Sometimes self-fashioning is actually done much more for the self. It can be imposed. Respectability politics can impose particular style or way of being from the outside or it can be something that is taken on as a strategy. Respectability politics are really important to this conversation, because the exhibit really does think about tension. It is absolutely a celebration of contemporary Black fashion designers, but it is also an acknowledgement of Black history, which always includes tension.
Alison Stewart: What are some ways that the show explores or includes people of various genders?
Monica Miller: Oh, yes. Dandyism is, I think, historically a masculine or male activity, but did not in any way stay there because it's an exploration of masculinity, I think, dress, power, comportment, and also always an exploration of gender. There are a number of women in the exhibition as well as a number of gender-expansive people and stories, so that we really want to, again, think about dandyism or the dandy as a figure that's really exploring boundaries, especially when the dandy is racialized as Black. Exploring boundaries of race and racialization; boundaries of gender, masculine, feminine, non-binary; sexuality, heterosexuality, homosexuality; class.
All of those things are happening within the dandy figure as he or she moves through space. One of the figures that we have in the exhibition would be Stormé DeLarverie, who was a masculine-presenting woman who wore suits in the middle part of the 20th century, who led a musical revue called the Jewel Box Revue that played in Harlem and particularly at the Apollo. Stormé was a major LGBTQ activist in the middle part of the 20th century and signally involved in the Stonewall Uprising and used masculine clothing because that was how she expressed herself. That was her-- clothing can reveal or conceal an identity. That was how Stormé presented.

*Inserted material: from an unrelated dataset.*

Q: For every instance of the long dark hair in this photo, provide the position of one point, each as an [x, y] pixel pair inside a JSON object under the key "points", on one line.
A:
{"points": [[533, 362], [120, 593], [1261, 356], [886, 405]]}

Alison Stewart: We've seen all of the images from the Met Gala. Who provided a good conduit between the Met Gala and what this show is about?
Monica Miller: [crosstalk] I saw so many people doing that. One of the great pleasures of this whole process for me has been-- When I wrote my book a long time ago, it was designed for an academic audience. One of the things that has been both pleasurable and funny to me is the way that this book has now made it into a much more popular arena, including the hands of some celebrities, which has been really wonderful. For me, what I saw happening at the Met Gala was that people studied. I mean, I feel like, because it was associated with my book, like there was an assignment. [crosstalk]
Alison Stewart: [laughs] "They got the assignment."
Monica Miller: They got the assignment. They really did, and it was so beautiful, I mean, for me, to see. For example, Colman Domingo, he knew the assignment ahead of time, and really, in the way that-- He had two different looks. One that was related to the Moors in Spain, and another that was much more related to kind of zoot suiting in the early part of the 20th century.
Colman has been studying and actually adding to the discourse for a very long time. I really loved Jodie Turner-Smith. Her ensemble was a tribute to a 19th century Black woman in Paris who was a well-known equestrian there. It was phenomenal. I mean, it was just absolutely phenomenal, but people really studied, and I was really-- it was actually really moving for me.
Alison Stewart: My guest has been Monica Miller, a Barnard College professor and chair of Africana Studies. She is the guest curator of the Met's new exhibition titled "Superfine: Tailoring Black Style." Thank you for being with us and thank you for bearing through the technical difficulties.
Monica Miller: Oh, thank you so much, Alison. I'm very happy to have had this time with you.